Из воспоминаний Евфросинии Грибоедовой: «Когда услышали громкие голоса над люком, поняли: это конец. Все у нас было продумано до мелочей. Две гранаты взяла Наташа Кульба, одну я. «Усики» отогнули, ждем. И в землянке все ждут — жизнь на секунды пошла. Договорились, что бросаем одновременно по моей команде: она дальше, а я прямо под ноги нам. Слышим, люк поднялся, песок на нас посыпался. Вот и все, думаю, кончилась жизнь. Не себя, Лилю жалко. Хорошо, что никто в темноте слез моих не видит. «Бросай!» — шепчет Наташа. А у меня вдруг сердце застекленело, и какое-то необычное спокойствие наступило. Словно я уже с того света смотрю. «Пускай люк отроют, — шепчу в ответ. — Чтобы хоть один из них вместе с нами околел». Подготовила гранату, жду. А сверху голос: «Не бойтесь, это мы!».

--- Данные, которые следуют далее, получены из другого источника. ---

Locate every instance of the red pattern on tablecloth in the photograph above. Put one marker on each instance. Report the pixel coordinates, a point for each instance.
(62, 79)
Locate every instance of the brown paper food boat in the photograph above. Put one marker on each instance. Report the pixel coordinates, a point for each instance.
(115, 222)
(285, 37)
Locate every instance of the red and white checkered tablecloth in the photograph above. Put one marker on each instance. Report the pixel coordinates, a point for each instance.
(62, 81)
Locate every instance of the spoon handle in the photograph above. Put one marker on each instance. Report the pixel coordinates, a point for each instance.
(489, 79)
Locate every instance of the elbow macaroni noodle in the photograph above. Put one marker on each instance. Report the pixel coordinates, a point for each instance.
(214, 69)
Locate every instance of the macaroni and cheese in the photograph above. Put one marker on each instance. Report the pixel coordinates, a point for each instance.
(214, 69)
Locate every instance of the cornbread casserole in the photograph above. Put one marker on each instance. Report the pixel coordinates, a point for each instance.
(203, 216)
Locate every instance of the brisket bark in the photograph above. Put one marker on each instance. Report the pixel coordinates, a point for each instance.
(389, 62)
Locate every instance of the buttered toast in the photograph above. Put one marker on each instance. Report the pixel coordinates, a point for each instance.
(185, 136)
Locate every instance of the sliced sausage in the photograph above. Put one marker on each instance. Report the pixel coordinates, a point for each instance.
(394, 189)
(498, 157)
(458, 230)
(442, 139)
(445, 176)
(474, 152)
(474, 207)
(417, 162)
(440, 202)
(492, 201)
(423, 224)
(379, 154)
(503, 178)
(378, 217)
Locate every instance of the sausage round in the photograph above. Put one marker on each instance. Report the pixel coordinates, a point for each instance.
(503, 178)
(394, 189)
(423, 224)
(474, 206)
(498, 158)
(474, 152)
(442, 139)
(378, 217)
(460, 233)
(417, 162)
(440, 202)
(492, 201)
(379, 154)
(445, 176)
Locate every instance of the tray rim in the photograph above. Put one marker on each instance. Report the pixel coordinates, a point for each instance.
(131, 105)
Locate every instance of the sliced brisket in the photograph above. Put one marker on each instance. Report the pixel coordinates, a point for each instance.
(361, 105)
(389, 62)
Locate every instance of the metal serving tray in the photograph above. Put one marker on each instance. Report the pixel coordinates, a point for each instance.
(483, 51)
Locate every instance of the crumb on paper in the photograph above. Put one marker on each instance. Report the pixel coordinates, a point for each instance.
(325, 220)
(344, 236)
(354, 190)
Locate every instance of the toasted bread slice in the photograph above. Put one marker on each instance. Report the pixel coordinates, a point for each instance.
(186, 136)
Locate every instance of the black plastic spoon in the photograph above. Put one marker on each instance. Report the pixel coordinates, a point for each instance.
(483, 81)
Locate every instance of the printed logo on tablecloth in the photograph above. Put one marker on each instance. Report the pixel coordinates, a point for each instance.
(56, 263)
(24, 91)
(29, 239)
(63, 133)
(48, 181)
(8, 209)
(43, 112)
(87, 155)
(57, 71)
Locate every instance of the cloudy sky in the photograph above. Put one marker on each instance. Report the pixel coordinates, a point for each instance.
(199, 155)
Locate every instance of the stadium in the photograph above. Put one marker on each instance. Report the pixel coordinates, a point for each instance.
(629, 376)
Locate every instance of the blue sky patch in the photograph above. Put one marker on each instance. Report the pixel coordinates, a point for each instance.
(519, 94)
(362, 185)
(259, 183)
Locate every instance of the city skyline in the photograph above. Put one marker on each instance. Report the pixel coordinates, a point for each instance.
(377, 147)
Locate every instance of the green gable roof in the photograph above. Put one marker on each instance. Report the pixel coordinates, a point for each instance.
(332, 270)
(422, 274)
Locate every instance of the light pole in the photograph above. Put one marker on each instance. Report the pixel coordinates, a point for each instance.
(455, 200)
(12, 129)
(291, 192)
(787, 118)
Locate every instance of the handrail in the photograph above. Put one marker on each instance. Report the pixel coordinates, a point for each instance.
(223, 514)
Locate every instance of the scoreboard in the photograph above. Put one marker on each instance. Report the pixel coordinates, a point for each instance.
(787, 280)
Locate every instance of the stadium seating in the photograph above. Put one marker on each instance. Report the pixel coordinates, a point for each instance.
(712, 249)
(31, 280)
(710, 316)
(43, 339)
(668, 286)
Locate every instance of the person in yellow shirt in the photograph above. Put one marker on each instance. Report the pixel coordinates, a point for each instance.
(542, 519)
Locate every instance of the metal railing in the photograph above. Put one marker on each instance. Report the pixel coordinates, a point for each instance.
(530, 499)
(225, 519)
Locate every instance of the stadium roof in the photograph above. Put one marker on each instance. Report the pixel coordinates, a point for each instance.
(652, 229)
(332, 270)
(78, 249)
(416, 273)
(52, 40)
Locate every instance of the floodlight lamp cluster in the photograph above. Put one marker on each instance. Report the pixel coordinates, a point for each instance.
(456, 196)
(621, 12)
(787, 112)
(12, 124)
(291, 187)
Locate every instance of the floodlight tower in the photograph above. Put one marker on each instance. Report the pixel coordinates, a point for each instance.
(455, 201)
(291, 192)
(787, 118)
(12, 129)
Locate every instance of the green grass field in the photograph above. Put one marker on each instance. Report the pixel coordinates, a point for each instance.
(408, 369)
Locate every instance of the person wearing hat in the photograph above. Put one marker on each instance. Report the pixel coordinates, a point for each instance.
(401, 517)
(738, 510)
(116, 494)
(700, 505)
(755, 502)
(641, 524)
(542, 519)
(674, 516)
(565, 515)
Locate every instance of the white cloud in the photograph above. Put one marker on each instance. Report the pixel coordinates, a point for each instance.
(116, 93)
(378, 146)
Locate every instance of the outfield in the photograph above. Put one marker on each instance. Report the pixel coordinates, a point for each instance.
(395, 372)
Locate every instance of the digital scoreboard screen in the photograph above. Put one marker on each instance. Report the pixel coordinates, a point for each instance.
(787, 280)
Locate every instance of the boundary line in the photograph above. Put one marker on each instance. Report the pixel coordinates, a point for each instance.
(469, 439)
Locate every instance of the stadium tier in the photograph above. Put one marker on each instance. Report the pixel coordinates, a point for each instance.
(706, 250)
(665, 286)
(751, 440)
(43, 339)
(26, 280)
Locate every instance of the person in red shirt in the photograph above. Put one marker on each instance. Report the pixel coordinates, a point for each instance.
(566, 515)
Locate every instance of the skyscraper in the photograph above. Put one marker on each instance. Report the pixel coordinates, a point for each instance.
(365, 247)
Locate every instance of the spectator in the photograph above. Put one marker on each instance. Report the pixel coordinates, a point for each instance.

Это был голос комиссара отряда Николая Селюка. Партизаны не ожидали увидеть в подземелье хоть одну живую душу.
Из воспоминаний Николая Селюка: «Бежал к землянкам вместе с Клякиным (Петр Клякин — командир отряда № 8 партизанской бригады «Железняк». — Прим. TUT.BY) и думал с надеждой и ужасом: остался ли хоть кто-то живой? Воды у них было на 3−4 дня. Еды — на неделю от силы. А прошло 18 суток! 18 дней и ночей. «Сколько вас?» — только и спросил Клякин. «Все», — сказала Грибоедова и потеряла сознание. Гранату из ее рук Клякин вынул. Не стоять, не ходить, не смотреть они не могли. Они дышали и никак не могли надышаться».
Когда партизаны освободили Бегомль, там не нашлось здания, чтобы приспособить его под больницу. Дома уцелели в соседней деревне Волча — там и разместили лазарет. Туда и попали на дальнейшее лечение все раненые и больные из подземного госпиталя.
«Они подвиг совершили. Они спасли нам жизни»
Известно, что после войны трое фельдшеров — Евфросиния Грибоедова, Наталья Кульба и Надежда Терех, продолжали служить медицине и больным людям.
Бегомльские музейщики по крупицам собирают факты, которые касаются этой и других страниц в истории их партизанского края. И непрасно. В музее всегда есть заинтересованные посетители.
— Года три назад к нам зашел мужчина в военной форме. Рассказал, что приехал из Краснодарского края России. Я провела для него экскурсию, мы подошли сюда, к этой диораме с подземным госпиталем. И вдруг мужчина признался: «В этих землянках, совсем еще молодым парнишкой, был мой отец — Тимофей Толмачев. А я — его сын Григорий. Отец тогда выздоровел. И сколько жил, все время хотел приехать сюда, в Бегомль. Но не получилось, так папа и умер. Я счел своим долгом побывать здесь — в память о нем».
Про семерых сестричек, которые на своей силе духа вытащили из лап смерти тридцать мужиков, наиболее лаконично, просто и емко сказал один из раненых, Бронислав Полянский:
— Они подвиг совершили. Они спасли нам жизни.